15 Responses to “Reflections on stupidity”

  1. Emily said

    Massive hugs at this sad time hon…please don’t beat yourself up. Just think about the kind of person she was – is that really what she’d want you to be feeling/doing? Will email you. Big big hugs Chuck xx

  2. Anonymous said

    No one should judge how anyone else leads their life – it is their’s to do with whatever or however they wish. Having a child was Toria’s wish and she was happy with that decision. She WILL live on through Edward.

  3. Jacqui said

    I’m sorry for your loss,Oli. Sending you warm wishes. X

  4. Jacqui said

    I’m sorry for your loss,Oli. Sending warm wishes. X

  5. Audrey said

    Remember the good times. Hugs..

  6. Jac said

    Thinking of you x

  7. suzie said

    She will definitley hear your words Oli, and if from this day on you live by what you have said, then I’m sure she will smile, knowing that it was through her you never judged anyone again.

    You’ve spoken to T and I’m sure she would want you to ‘live it to the full’ so do that for her. Regrets are allowed, but only for a moment, to carry them with you is not what she would want.

    Big (((HUG)))

  8. Holly said

    Big hugs, thinking of you x

  9. Abby said

    I think that’s a really brave post Oli, it’s not easy to admit when we think we’ve been wrong.

    It is a difficult subject and I think we can all understand your feelings on it and hers too. I’m sure she still appreciated the friendship you had as I know what a good friend you’ve been to Em and others.

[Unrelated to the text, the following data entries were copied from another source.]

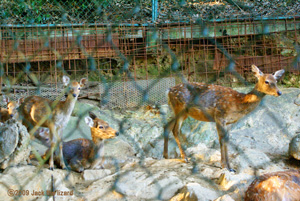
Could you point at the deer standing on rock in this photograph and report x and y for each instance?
(10, 112)
(37, 111)
(81, 153)
(213, 103)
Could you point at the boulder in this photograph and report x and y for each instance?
(294, 147)
(14, 144)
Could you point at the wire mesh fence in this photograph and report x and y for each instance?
(131, 53)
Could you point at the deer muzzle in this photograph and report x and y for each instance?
(279, 93)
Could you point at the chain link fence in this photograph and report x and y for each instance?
(131, 53)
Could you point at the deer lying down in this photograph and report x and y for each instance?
(10, 112)
(81, 153)
(284, 185)
(213, 103)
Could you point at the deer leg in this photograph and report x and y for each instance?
(61, 155)
(176, 131)
(167, 129)
(99, 158)
(51, 162)
(224, 139)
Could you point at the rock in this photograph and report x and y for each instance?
(14, 144)
(251, 158)
(147, 181)
(294, 147)
(89, 175)
(117, 153)
(195, 192)
(225, 198)
(29, 179)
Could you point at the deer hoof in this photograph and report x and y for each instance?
(232, 170)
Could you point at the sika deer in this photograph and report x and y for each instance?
(10, 112)
(37, 111)
(213, 103)
(81, 153)
(284, 185)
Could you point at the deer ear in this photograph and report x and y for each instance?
(20, 100)
(5, 99)
(66, 80)
(256, 71)
(92, 115)
(278, 74)
(43, 132)
(83, 82)
(89, 121)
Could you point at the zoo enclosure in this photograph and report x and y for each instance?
(111, 44)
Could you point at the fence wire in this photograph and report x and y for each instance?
(131, 53)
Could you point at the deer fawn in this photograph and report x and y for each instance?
(213, 103)
(10, 112)
(284, 185)
(37, 111)
(81, 153)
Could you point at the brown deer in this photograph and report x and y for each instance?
(283, 185)
(81, 153)
(10, 112)
(213, 103)
(36, 111)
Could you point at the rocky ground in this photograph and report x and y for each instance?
(135, 169)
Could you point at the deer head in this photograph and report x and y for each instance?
(74, 87)
(267, 83)
(100, 129)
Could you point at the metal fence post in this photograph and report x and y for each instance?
(154, 10)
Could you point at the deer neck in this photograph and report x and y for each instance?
(69, 104)
(97, 141)
(254, 96)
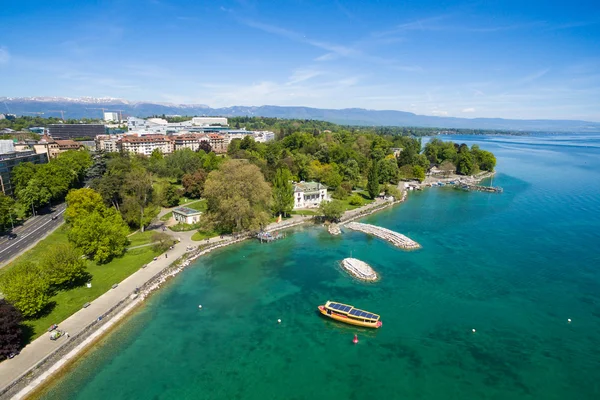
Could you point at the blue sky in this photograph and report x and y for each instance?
(510, 59)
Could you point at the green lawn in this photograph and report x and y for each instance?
(103, 276)
(140, 238)
(59, 236)
(199, 205)
(304, 212)
(366, 200)
(167, 216)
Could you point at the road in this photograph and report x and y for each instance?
(28, 234)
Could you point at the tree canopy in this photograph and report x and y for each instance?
(25, 286)
(238, 198)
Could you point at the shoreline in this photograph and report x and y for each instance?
(42, 374)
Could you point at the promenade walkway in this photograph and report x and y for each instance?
(42, 347)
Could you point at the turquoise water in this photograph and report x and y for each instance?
(513, 266)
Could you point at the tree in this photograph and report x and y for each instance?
(81, 203)
(465, 163)
(26, 288)
(21, 175)
(447, 168)
(238, 197)
(485, 159)
(35, 194)
(388, 171)
(63, 266)
(419, 173)
(109, 187)
(332, 210)
(7, 205)
(170, 196)
(194, 183)
(183, 161)
(139, 191)
(373, 180)
(161, 241)
(76, 162)
(283, 192)
(10, 329)
(100, 235)
(356, 200)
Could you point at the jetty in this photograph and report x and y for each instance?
(268, 237)
(359, 269)
(334, 229)
(395, 238)
(478, 188)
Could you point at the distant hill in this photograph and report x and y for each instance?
(91, 108)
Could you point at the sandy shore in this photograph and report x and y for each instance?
(47, 368)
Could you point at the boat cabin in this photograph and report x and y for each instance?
(351, 312)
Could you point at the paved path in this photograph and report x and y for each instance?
(43, 346)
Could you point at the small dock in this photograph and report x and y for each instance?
(268, 237)
(478, 188)
(359, 269)
(395, 238)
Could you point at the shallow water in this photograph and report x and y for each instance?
(514, 266)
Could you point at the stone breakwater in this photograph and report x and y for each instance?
(395, 238)
(359, 269)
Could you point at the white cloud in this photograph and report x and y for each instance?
(4, 55)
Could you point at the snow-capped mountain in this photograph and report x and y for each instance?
(92, 107)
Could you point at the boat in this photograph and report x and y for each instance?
(350, 315)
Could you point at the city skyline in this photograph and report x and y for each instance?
(464, 59)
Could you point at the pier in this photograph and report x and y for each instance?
(395, 238)
(268, 237)
(359, 269)
(478, 188)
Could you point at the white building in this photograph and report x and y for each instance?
(189, 141)
(108, 143)
(110, 116)
(185, 215)
(309, 194)
(145, 144)
(207, 121)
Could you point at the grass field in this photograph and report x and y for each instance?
(66, 302)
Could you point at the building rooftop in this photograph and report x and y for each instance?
(308, 187)
(186, 211)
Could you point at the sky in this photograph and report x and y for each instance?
(510, 59)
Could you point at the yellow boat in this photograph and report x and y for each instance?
(350, 315)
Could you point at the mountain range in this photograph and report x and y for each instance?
(92, 108)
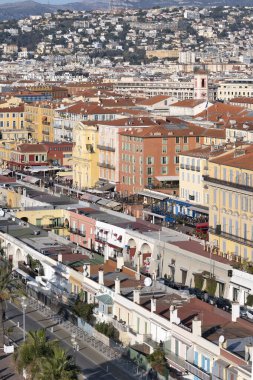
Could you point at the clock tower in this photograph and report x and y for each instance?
(201, 85)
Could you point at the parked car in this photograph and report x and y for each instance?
(243, 311)
(223, 303)
(250, 314)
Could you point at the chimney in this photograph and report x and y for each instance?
(137, 296)
(235, 311)
(101, 277)
(153, 305)
(196, 326)
(120, 262)
(173, 315)
(249, 352)
(117, 286)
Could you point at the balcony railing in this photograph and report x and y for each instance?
(104, 147)
(76, 231)
(231, 237)
(100, 239)
(196, 371)
(228, 184)
(107, 166)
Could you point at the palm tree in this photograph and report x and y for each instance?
(8, 289)
(28, 355)
(43, 359)
(60, 366)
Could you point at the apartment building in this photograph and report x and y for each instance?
(230, 183)
(193, 166)
(85, 155)
(235, 88)
(39, 121)
(109, 145)
(150, 156)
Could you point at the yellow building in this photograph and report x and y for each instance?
(85, 155)
(39, 121)
(56, 220)
(230, 183)
(12, 122)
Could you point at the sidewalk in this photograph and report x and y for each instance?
(89, 349)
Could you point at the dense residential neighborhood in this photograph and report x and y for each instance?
(126, 180)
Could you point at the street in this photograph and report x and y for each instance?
(93, 364)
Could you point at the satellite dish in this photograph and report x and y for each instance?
(147, 281)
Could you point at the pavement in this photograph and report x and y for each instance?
(94, 364)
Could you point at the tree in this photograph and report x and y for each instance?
(158, 362)
(44, 359)
(60, 366)
(28, 356)
(8, 289)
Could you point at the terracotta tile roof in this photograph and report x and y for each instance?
(243, 100)
(164, 129)
(189, 103)
(31, 148)
(243, 161)
(13, 109)
(222, 112)
(153, 100)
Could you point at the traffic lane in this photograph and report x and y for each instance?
(89, 368)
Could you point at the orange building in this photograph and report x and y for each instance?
(149, 157)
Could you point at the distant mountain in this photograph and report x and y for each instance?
(19, 10)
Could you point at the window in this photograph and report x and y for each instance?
(164, 160)
(150, 160)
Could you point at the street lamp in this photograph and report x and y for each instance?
(74, 342)
(24, 304)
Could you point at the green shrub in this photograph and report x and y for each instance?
(198, 280)
(108, 330)
(249, 300)
(211, 285)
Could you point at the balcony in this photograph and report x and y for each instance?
(195, 168)
(100, 239)
(104, 147)
(107, 166)
(222, 182)
(196, 371)
(76, 231)
(231, 237)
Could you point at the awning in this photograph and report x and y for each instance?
(31, 179)
(167, 178)
(153, 195)
(105, 299)
(106, 187)
(241, 282)
(24, 275)
(90, 198)
(199, 209)
(65, 174)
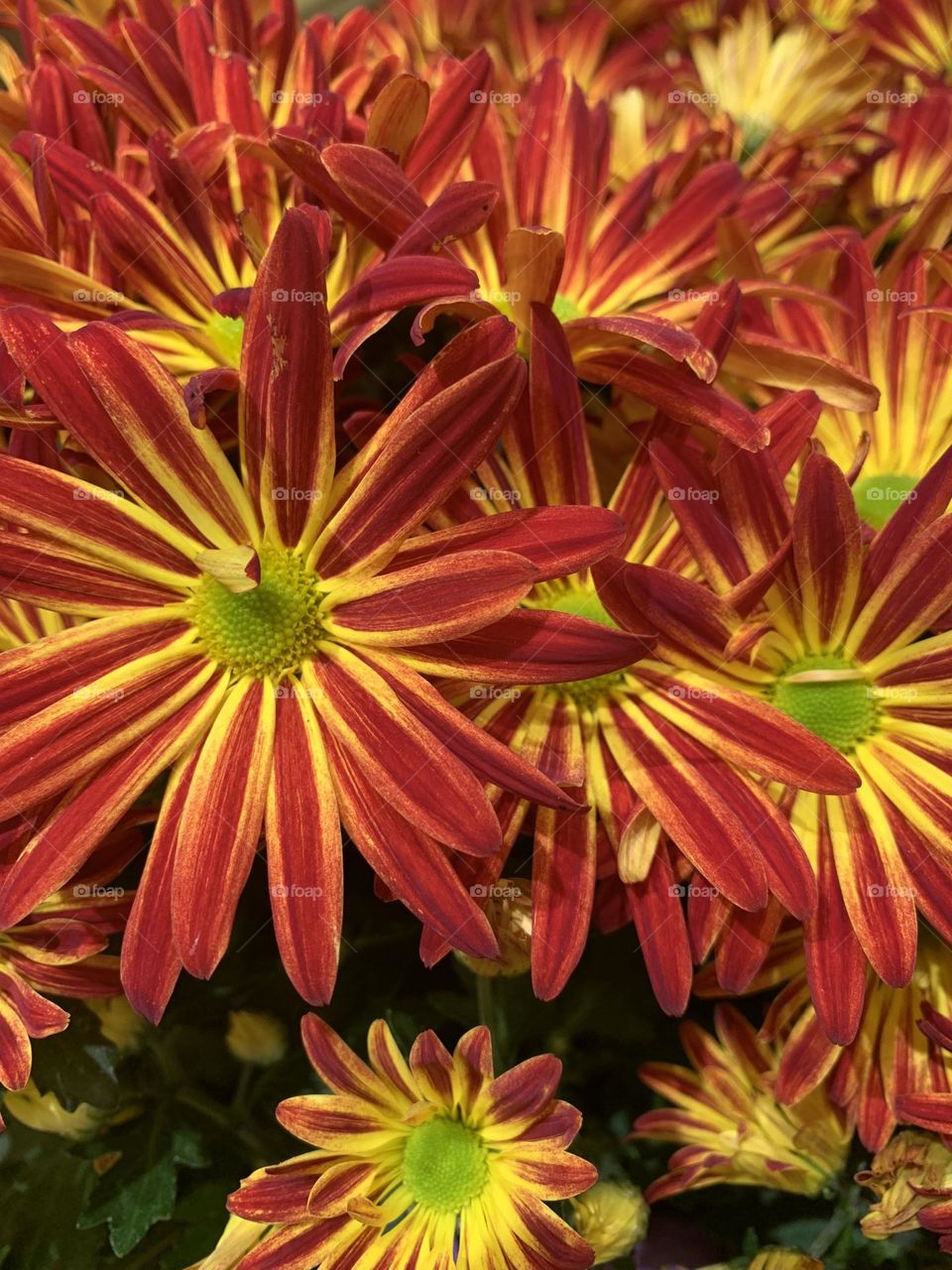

    Am thinking of you and all her friends and family

  10. Alaistair said

    So sorry for the loss of your friend……

  11. anon said

    Oli thinking of you. T’s death has hit even those of us who didn,t know her hard and I know it must have been harder on you so so much harder. Toria I’m sure will be forgiving you and also I’m sure would have understood the reasons behind your anger. I know from a post on her blog some months ago before your new lungs that she loved you deeply.

  12. Dan said

    Oli, I just want to say that having had the privilege to have got to know Toria fairly well over the last 4 years or so I would feel it was safe to say she would not want you to be holding on to any guilt over this issue. She would have understood your reasoning behind your feelings, but she would always choose to live for now and to go with what we knew we had and she would know that in you, deep down she had a true friend.

  13. anon said

    I don’t know you but have followed your blog. I was so angry when my sister (wcf)announced her pregnancy – my motives were much more selfish though – I didn’t want to lose her any sooner than we had to. Fortunately she doesn’t know how I felt and she never will. It was nice to read your honest account of it …

  14. Oli, I have been following your blog for a while now although this is my first post. I think that it was incredibly brave of you to write this post and I also think it was essential. We often have feelings about other people’s decisions on what they do with their life but because we love them we don’t want to hurt them by voicing them. The dilemma comes when that person is no longer alive, you feel guilty, you look back and see things that you maybe should of done or said. The most important thing is to voice these feelings because otherwise they will fester inside of you.
    I never met Toria, but I have read some of her blog and from the way she comes across I don’t think she would want you to beat yourself up.

  15. Brian said

    Very good post. Hope to see a lot more great posts in the near future.